Nazi loot to return to Holocaust victims

Delegates agreed to new moves to trace Nazi loot

Valuable artworks confiscated by Nazi Germany could be returned to their pre-war owners under new guidelines on compensating Holocaust victims.

Delegates from 44 countries meeting in Washington, have agreed to set up a central registry on art looted by the Nazis which could be established on the Internet.


[ image: Nazis stole billions of dollars of art from Jews]
Nazis stole billions of dollars of art from Jews
The international conference was designed to get nations, museums and individuals to re-examine their collections in an unprecedented post-World War II search.

Missing paintings include works by old masters such as Picasso and Cezanne.

Russia took immediate action, handing over a list of several hundred works of art taken from Austrian Jews which was distributed to various art galleries and museums in Austria.

On Tuesday, Moscow said it would try to identify and return the art looted by the Nazis and subsequently plundered by Stalin's troops as "reparations" for Germany's wartime assault.

Germany also announced that any work now owned by the government which had been taken from a Holocaust victim, could be returned to the survivors or their successors.

But our correspondent Nick Bryant says there are fears in the art world that the guidelines could lead to a slump in the auction market, by creating greater uncertainty amongst buyers.

'Every museum has Nazi loot'

The total value of Holocaust era assets is not known.
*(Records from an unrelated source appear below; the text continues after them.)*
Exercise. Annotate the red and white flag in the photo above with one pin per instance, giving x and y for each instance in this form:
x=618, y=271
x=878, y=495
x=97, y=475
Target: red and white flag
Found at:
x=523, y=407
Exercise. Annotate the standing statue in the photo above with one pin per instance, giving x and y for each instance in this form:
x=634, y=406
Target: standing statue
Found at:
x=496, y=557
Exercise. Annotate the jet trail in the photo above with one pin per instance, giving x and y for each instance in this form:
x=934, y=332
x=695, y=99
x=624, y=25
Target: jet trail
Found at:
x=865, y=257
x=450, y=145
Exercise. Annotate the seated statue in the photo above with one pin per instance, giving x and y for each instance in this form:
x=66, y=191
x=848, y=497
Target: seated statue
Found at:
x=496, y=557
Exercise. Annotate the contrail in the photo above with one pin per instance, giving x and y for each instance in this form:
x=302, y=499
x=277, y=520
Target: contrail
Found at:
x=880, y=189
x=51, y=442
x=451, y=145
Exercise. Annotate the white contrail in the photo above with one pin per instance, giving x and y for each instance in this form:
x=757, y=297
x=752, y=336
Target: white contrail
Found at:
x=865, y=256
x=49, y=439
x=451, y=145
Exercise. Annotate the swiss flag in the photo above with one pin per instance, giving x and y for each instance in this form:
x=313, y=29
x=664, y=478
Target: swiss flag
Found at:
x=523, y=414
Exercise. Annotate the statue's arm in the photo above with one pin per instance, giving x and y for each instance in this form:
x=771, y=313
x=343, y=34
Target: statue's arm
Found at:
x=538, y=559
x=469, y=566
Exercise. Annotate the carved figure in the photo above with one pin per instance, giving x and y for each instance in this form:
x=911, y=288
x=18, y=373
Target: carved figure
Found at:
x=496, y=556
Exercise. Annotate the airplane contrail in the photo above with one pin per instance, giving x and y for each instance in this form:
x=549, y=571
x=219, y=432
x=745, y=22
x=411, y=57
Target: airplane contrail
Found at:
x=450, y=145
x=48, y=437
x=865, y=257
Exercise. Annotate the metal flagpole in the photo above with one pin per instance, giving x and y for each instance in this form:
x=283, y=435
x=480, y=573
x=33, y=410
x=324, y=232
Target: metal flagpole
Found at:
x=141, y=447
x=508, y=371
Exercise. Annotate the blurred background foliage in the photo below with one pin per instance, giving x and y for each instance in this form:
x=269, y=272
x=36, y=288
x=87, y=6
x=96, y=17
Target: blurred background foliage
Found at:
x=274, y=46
But Ronald Lauder, of the Museum of Modern Art in New York, estimates 110,000 pieces of art worth $10 billion to $30bn are still missing.

Mr Lauder, who heads the World Jewish Congress's art recovery commission, says every institution, art museum and private collection has some of these missing works.

Stuart Eizenstat, head of the US delegation which organised the conference, said the guidelines were not legally binding, but represented a moral commitment to trace and return stolen art.

"The art world will never be the same in the way it deals with Nazi-confiscated art," Mr Eizenstat added.

"From now on, the sale, purchase, exchange and display of art from this period will be addressed with greater sensitivity and a higher international standard of responsibility."